Using data from the Bureau of Economic Analysis to rate the 12 and the current president on annual growth in gross domestic product, we find the former executive of a Texas oil firm and general manager of the Texas rangers, George W. Bush, polling at No. 9. The economy grew at approximately 2.07% while Bush, the only president to hold an MBA, was in office.
The haberdasher from Missouri, Harry S Truman, polls at No. 10. The buck definitely stopped at Truman’s desk, with the economy growing at an anemic annual rate of 1.43% during his eight years in office. At least old “Give ‘em Hell” Harry dressed well.
The peanut farmer from South Georgia, Jimmy Carter, took over the family’s agricultural business after his father died. The economy grew at a weak 2.14% per year during Carter’s presidency.
On the flipside, Bill Clinton, whose presidency is lauded by many Democrats as that great shining economic sea that America should sail back to, came in at No. 2 with a very respectable annual growth rate of 3.96%.
John F. Kennedy, who conservatives credit for instituting business tax cuts that spurred economic growth in the 1960s, polled at No. 3 with an annual growth rate of 3.56% during his almost three years of Camelot.
The Great Communicator, Ronald Reagan, who is much revered by conservatives for pushing tax cuts (even though he eventually proposed raising taxes 11 times) polled at No. 4 with an annual growth rate of 3.40%.
None of the top performers had business degrees.

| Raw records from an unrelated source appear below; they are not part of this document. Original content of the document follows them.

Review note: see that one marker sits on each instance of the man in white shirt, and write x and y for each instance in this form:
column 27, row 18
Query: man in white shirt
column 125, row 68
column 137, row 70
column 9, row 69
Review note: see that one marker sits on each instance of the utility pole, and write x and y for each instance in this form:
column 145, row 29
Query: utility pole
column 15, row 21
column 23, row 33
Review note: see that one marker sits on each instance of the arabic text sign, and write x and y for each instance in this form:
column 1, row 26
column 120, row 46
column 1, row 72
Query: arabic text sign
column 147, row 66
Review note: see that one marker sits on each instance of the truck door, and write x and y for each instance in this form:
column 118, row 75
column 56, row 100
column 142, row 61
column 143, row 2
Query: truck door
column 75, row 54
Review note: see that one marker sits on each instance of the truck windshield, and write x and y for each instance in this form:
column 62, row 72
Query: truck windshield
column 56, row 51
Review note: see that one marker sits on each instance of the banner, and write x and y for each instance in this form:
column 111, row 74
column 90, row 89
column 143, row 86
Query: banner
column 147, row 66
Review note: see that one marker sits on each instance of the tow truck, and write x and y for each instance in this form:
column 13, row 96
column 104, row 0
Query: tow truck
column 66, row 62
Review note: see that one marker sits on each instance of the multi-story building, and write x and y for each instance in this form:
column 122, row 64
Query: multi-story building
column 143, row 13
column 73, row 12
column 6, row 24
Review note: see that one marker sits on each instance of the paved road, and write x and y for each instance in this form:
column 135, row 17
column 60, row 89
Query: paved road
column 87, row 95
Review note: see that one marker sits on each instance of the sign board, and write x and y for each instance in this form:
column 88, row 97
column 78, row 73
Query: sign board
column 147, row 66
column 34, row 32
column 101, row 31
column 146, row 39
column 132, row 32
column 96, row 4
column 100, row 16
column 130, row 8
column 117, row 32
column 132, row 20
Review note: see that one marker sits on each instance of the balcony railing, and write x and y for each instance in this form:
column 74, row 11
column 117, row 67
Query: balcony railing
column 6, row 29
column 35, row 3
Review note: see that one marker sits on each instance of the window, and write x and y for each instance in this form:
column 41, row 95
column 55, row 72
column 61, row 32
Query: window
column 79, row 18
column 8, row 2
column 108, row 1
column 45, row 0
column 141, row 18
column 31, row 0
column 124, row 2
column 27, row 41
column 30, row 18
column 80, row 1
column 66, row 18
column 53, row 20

While Reagan had an economics degree, Dutch studied the dismal science when classical liberalism’s laissez faire was still the dominant school of thought. The idea of fiscal policy was nearly non-existent during Reagan’s school years, even though he made much use of fiscal policy during his presidency.
Ironically, if we were to rely on any facet of work record to forecast performance on the economy, it would be a president’s military record. Nine of the 12 presidents had active duty military experience, with six of them (Lyndon Johnson, Kennedy, Gerald Ford, Richard Nixon, Carter, and George H.W. Bush) being naval officers.
Five of the six naval officers had annual growth rates exceeding 2%. Truman, who saw combat as an Army captain in World War I, and George H.W. Bush, a naval aviator during World War II, were the only former active duty military officers who saw annual growth rates below 2%.
Here are our poll standings, with annual GDP growth rates:
1. Lyndon B. Johnson — 4.37%
2. Bill Clinton — 3.96%
3. John F. Kennedy — 3.56%
4. Ronald Reagan — 3.40%
5. Gerald Ford — 2.68%
6. Dwight Eisenhower — 2.58%
7. Richard M. Nixon — 2.46%
8. Jimmy Carter — 2.14%
9. George W. Bush — 2.07%
10. Harry S Truman — 1.43%
11. Barack Obama — 1.43%
12. George H.W. Bush — 1.27%
So, it appears that unless Cain and Romney can tout active duty military service, we should expect a bit of sub-par performance from these two business executives as well.